Memleket bölünürken

BİR taraf miting meydanlarını doldurup, "Salla bayrağı düşman üzerine" diye elindeki bayrağı AKP’ye doğru sallarken...

Bir taraf kendisini dışlanmış hissedip, meydanlara çıkamamanın ve sesini duyuramamanın ezikliği ve hıncı içinde kıvranırken...

Araya "367", "Bildiri", "Kanadoğlu kriterleri" falan girerken...

Tahammülsüzlük alıp başını giderken... Ve memleket, tam ortadan çat diye ikiye bölünürken...

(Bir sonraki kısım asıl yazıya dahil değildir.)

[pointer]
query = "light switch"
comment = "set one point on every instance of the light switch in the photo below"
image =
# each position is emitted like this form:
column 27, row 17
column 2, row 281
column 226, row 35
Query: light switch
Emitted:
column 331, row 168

Seçimden nasıl bir sonuç çıkacağını sanıyorsunuz?

Ara renkler görülür mü sanıyorsunuz?

"Birleşen ve devletle barışık muhafazakárlar", AKP’nin alternatifi olur mu sanıyorsunuz?

Unutmayın:

İkiye bölünmüş bir memlekette...

Seçmen iki taraftan birini seçer!

* *Ê *

O halde hükmümüzü verelim:

İster DYP ile Anavatan birleşsin...

İster Saadet ile BBP ittifak yapsın...

İster Cem Uzan lümpen takımını kafaya alma gayretini artırsın...

İster CHP ile DSP birleşsin...

Bu mitingler böyle sürdükçe...

"Bayrak sallayanlar" ile "Üzerine bayrak sallananlar" arasındaki derin çatlak daha da derinleştikçe...

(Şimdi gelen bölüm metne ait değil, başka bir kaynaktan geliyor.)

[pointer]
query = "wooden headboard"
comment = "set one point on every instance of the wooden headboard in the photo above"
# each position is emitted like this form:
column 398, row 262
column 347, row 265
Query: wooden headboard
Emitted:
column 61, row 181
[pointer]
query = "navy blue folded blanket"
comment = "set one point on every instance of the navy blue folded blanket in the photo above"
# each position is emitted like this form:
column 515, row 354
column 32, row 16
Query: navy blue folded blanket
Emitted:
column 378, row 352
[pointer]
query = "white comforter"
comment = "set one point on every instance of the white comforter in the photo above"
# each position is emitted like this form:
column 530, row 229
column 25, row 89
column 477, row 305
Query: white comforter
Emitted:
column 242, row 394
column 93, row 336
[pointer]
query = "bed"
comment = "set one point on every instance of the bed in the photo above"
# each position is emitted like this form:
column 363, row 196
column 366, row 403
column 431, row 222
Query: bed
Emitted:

Bu birleşmelerin, bu alternatif çıkarmaların hiçbirinin önemi kalmayacaktır.

Ara renkler, gri alanlar falan kaybolacaktır.

Hiç kimse AKP’den gayri muhafazakár, CHP’den gayri rejim savunucusu aramayacaktır.

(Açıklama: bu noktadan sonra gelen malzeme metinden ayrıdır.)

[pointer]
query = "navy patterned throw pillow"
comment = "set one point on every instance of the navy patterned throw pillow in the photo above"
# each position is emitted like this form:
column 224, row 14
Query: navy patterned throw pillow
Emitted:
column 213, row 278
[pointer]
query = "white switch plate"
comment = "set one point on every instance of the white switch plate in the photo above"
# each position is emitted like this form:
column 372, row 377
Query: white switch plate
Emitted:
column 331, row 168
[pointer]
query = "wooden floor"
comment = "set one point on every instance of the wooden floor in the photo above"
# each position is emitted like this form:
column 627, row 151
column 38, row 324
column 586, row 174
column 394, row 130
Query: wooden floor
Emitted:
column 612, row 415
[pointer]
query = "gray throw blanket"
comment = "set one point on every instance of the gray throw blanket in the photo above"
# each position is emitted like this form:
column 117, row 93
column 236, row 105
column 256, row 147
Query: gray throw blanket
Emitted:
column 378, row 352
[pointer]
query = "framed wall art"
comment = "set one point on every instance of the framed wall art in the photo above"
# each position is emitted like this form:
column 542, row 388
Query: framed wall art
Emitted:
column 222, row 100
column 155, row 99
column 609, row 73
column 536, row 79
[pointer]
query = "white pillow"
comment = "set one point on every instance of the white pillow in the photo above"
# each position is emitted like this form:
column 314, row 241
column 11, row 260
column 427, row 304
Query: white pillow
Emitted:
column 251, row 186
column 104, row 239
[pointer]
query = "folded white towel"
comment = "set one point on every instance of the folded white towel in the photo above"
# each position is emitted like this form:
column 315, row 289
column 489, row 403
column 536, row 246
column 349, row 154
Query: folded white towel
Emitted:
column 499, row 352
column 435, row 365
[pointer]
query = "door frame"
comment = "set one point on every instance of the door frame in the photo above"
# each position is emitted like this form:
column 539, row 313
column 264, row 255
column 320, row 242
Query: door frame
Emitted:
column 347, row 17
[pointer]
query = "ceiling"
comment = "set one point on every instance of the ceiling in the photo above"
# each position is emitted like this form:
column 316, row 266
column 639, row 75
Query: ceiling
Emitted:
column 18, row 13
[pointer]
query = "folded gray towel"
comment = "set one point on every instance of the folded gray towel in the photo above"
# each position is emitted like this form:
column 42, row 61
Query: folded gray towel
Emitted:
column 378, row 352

Yani gidiş bu şekilde olursa...

Bir taraf CHP’ye, bir taraf da AKP’ye yönelecektir.

Oylar bölünmeyecektir.

* *Ê *

Yani demem o ki:

Bu gergin hava devam ettikçe...

Bu mitingler sürdükçe...

Tayyip Erdoğan ile Deniz Baykal ortamı gerdikçe...

Seçmen iki alternatiften birine yönelecektir:

Baykal’dan nefret etse de CHP’ye oyunu verecektir.

Normal koşullarda pekala Demokrat Parti alternatifine şans tanıyabilecekken böyle bir ortamda oyunu AKP’ye verecektir.

Kısacası...

Bu işten AKP ile CHP kárlı çıkacaktır.

Memlekette kardeşlik bitiyormuş, düşmanlık ve nefret tohumları ekiliyormuş, hoşgörü kalmıyormuş...

Koca memleket bir tımarhaneye dönüşüyormuş...

Herhalde işin bu kısmı Tayyip Erdoğan ile Deniz Baykal’ı pek ilgilendirmeyecektir.

Abdullah Gül için hasar tespit raporu

Gül’ün adı, Erdoğan’ın adıyla aynı hizaya yazılmıştır. Bu durum, "Abdullah Gül Tayyip Erdoğan’dan daha ılımlıdır" şeklindeki yerleşik yargıyı zedelemiştir.

Devlet ve devletçi güçler nezdinde bir imaj kaybıdır söz konusu olan... Ama AKP tabanı nezdinde de "efsane" haline gelmiştir.

Adı şimdilik o meşum "Cumhurbaşkanı olması sakıncalı kişiler" listesine girmiştir. Kurtuluşu ancak Çankaya’ya çıkmayı başararak sağlayabilir.

Bir Ali Fuat Başgil vardı... 1960 darbesinden sonra, Cumhurbaşkanı adayı olduğunda silahla tehdit edilerek bu işten vazgeçirilen sağın ünlü düşünce adamı Ali Fuat Başgil’den söz ediyorum... En azından Gül’ün durumu Başgil’inki kadar trajik değildir.

Öyle ya da böyle askerin muhtırasının bir numaralı muhatabı haline gelmiştir. Ve en büyük talihsizliği de buradadır.

Maalesef eleştiriler karşısında soğukkanlılığını koruyamamıştır. "Ne mutlu Türk’üm diyene" sözüne karşı olduğu yönündeki iddiaları yanıtlarken, "Eğer Türklük söz konusuysa benim kadar yetmiş yedi sülalesinin Türk olduğunu ispatlayacak adam çıkmaz" diyerek, kendisini eleştirenlerle aynı zihin yapısına sahip olduğunu göstermiştir.

Adının ilk üç harfini büyük yazarak onun ne kadar ABD’ci olduğuna gönderme yapanlar çıkmıştır. Ancak "Muhtıra"dan sonra ABD, "Tarafsız" kalarak Gül’e destek vermemiştir... Böylece "Tezkere"nin intikamı alınmıştır.

Aday ilan edilmesi gerçekten "Tebessümün zaferi" idi... Ancak sonuç alamaması tebessümün bu işlere yetmediğini kanıtlamıştır.